Why can't an orphan play baseball or softball?
They can't find home. 🤣
What does a freshly pregnant teen and her baby share?
They both think, "Mom's probably going to kill me."
If an Indian kid is conceived in incest, would that make them OMbred?
Why is reverse cowgirl illegal in Alabama? Because you should never turn your back on family.
my goofy ahh uncle
Why did the orphan go to church?
It was because he was looking for someone to call "Father."
What does an orphan call a kidnapping?
A surprise adoption.
What's worse than ants in your pants?
Your uncle.
Why are most absent dads mechanics?
They like to nut and bolt.
How does an Alabama mother know when her daughter is on her period?
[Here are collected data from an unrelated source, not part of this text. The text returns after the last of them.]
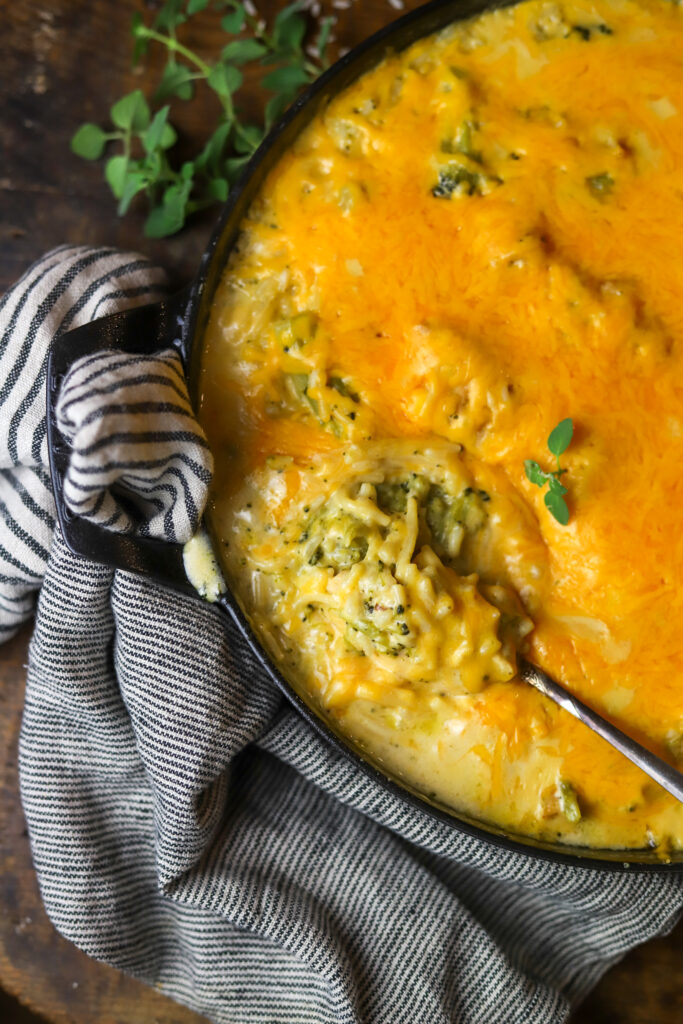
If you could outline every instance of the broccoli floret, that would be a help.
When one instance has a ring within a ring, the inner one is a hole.
[[[405,512],[408,507],[409,490],[407,480],[377,484],[377,504],[387,515],[391,515],[392,512]]]
[[[320,536],[309,565],[324,566],[338,573],[362,562],[368,553],[368,542],[361,530],[362,523],[345,512],[314,517],[299,538],[305,543],[309,537]]]
[[[385,480],[384,483],[376,485],[377,504],[387,515],[405,513],[408,495],[416,498],[418,504],[423,504],[429,487],[429,481],[419,473],[411,473],[405,480]]]
[[[427,494],[425,518],[438,555],[456,558],[465,532],[476,533],[487,519],[485,503],[490,501],[486,491],[466,487],[454,497],[432,485]]]
[[[572,786],[571,782],[567,782],[565,779],[560,779],[557,790],[560,798],[560,809],[567,821],[571,821],[572,823],[581,821],[579,798],[576,795],[576,790]]]
[[[318,318],[315,313],[297,313],[288,320],[279,320],[273,325],[278,343],[285,352],[302,348],[318,333]]]
[[[598,25],[572,25],[572,32],[576,32],[577,35],[581,36],[584,43],[590,42],[593,36],[596,35],[614,35],[609,25],[605,25],[604,22],[600,22]]]
[[[352,391],[346,381],[342,380],[341,377],[330,377],[327,382],[328,387],[333,388],[337,394],[341,395],[342,398],[350,398],[352,402],[360,402],[360,396]]]
[[[307,373],[288,373],[287,380],[291,383],[294,394],[299,401],[306,402],[310,407],[311,411],[315,416],[320,413],[320,406],[316,402],[315,398],[311,398],[308,393],[308,374]]]
[[[605,199],[614,188],[614,178],[611,174],[593,174],[586,178],[586,185],[596,199]]]
[[[370,618],[359,618],[353,622],[347,622],[347,640],[352,647],[356,645],[353,643],[354,632],[362,633],[368,640],[371,640],[373,645],[378,651],[383,654],[401,654],[407,647],[411,646],[410,642],[410,628],[407,622],[398,622],[394,620],[390,625],[381,628],[376,625]]]
[[[450,199],[453,195],[472,196],[479,191],[482,175],[468,171],[460,164],[449,164],[439,171],[439,183],[432,189],[436,199]]]
[[[441,143],[442,153],[462,153],[463,156],[467,156],[470,160],[474,160],[475,163],[481,163],[481,153],[475,149],[473,142],[473,134],[476,131],[476,125],[474,121],[463,121],[461,125],[450,139],[444,139]]]
[[[464,156],[463,159],[468,158]],[[432,189],[437,199],[452,199],[453,196],[485,196],[494,185],[502,185],[501,178],[492,177],[481,171],[470,170],[464,163],[451,163],[439,170],[439,181]]]

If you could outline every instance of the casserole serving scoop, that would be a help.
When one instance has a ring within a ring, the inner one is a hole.
[[[677,800],[683,803],[682,772],[679,772],[661,757],[657,757],[656,754],[653,754],[652,751],[648,750],[641,743],[631,739],[630,736],[627,736],[625,732],[618,729],[616,725],[612,725],[602,715],[593,711],[592,708],[589,708],[582,700],[571,694],[564,686],[561,686],[560,683],[552,679],[547,672],[538,668],[537,665],[532,665],[530,661],[520,658],[518,673],[520,679],[525,683],[530,683],[540,693],[545,694],[546,697],[549,697],[561,708],[564,708],[574,718],[578,718],[580,722],[583,722],[589,729],[596,732],[598,736],[602,736],[615,750],[618,750],[629,761],[632,761],[633,764],[642,769],[646,775],[649,775],[651,779],[658,782],[667,793],[671,793],[672,796],[675,796]]]

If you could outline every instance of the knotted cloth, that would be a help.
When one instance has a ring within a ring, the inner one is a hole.
[[[683,876],[502,851],[404,805],[283,702],[218,610],[79,560],[55,531],[50,338],[162,291],[139,257],[65,248],[0,312],[0,623],[40,587],[20,775],[48,914],[225,1024],[566,1020],[673,926]]]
She can taste the blood on her son’s dick.
I asked my Dad the other day, "At what age is it okay to have sex with girls?"
He replied, "When they leave school, son, they are legal."
Apparently, 3:15 p.m. is not what he meant.
Why did the orphan go to church?
To hear some "foster" parenting advice.
My husband is mad that I have no sense of direction, so I packed up my stuff and left. Right?
Son: Dad, I know I'm adopted.
Dad: Well, how do you know?
Son: I found the adoption papers.
Dad: That is for your mum.
If you know, you know.
What's the difference between saying "bloody" in America and in the U.K.?
In the U.K., it's a swear word.
In America, it's a family reunion.
My wife told me she’ll slam my head into the keyboard if I don’t get off the computer.
I’m not too worried—I think she’s jokingdkdkslalkdlkfjslfjslksdlkfjuahehwhgwdklaljdf.
Pornhub suggesting me MILF on Mother's Day...
Today I got a lecture from my mother, and congratulated her. Why?
Because she managed not to damage me in a physical fashion.
Why are orphans bad at poker? Because they don't know what a full house is.
Q: Do you know why orphans rob banks?
A: Because it's a guarantee they'll be wanted afterwards.